Baku, Azerbaijan, Feb. 19
By Gulgiz Muradova -Trend:
OPEC and its allies are likely to stay the course by keeping its current curb on oil output in place for the whole 2018 amid possible price falls in the oil markets, energy analysts told Trend.
Christopher Haines, head of oil and gas at BMI Research, (a Fitch Group company), told Trend that near-term weakness is expected in the oil price.
"Stronger US production and weaker demand due to the refinery turnaround season, is expected to drive some negativity in the price. Managed money positions in both Brent and WTI are very long at the moment and unwinding of the long positions in reaction will see oil prices fall," he said, adding that BMI Research remains positive with an average price expectation of $65/bbl for Brent for 2018.
Since autumn 2017, crude market somehow balanced and crude began to trade above $60 following the last two and a half years. This January, the Brent crude price has risen by over 6 percent, making this its largest rise in January since 2013.
One of the key drivers has been the US dollar, which has lost 3.2 percent against a basket of major currencies since early 2018. The market had also been dented by rising output in North America.
Cyril Widdershoven, a Middle East geopolitical specialist and energy analyst, a partner at Dutch risk consultancy VEROCY and SVP MEA-Risk, told Trend that some even argue that OPEC should increase prices to $80 or more
"Thus, have investors go into shale oil, and then sink prices again to $60, so crushing appetite of investors to fill financial gaps at shale oil companies," he noted.
Arab OPEC members (Saudi Arabia-UAE) and Russia are not considering any change in quota, according to Widdershoven.
"The pact has been signed for a year, fundamentals are still not where they want it to be. Some additional volumes still need to be removed, according to Riyadh and Abu Dhabi, from storage worldwide. As far as they are concerned no changes expected before end of 2018. For Russia, the prices are very good, as revenues are needed," he said.
Widdershoven believes that main option for disturbances would be a financial crash in China, removing demand or a possible split in OPEC due to direct confrontations with Iran.

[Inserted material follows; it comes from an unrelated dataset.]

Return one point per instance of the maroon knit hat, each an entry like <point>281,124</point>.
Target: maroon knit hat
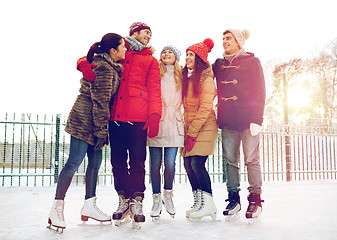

Other issues are not going to have real impact and will not change the agreement before 2018, he added.
OPEC and its non-OPEC allies, all financially embattled, will continue to regulate prices, Gal Luft, the co-director of the Washington-based Institute for the Analysis of Global Security, for his part, told Trend.
"They surely realize that additional gains in oil prices will unleash a new wave of production from North American shale formations that need higher prices to become competitive. The same is true for Canada's oil sands. This can create a new glut followed by a new race to the bottom," he said.
Luft further said that OPEC can withstand oil in range of $60s, but not in range of $30s.
"So in June they [OPEC] will be extra careful and may decide against extending the cuts into 2019," he said.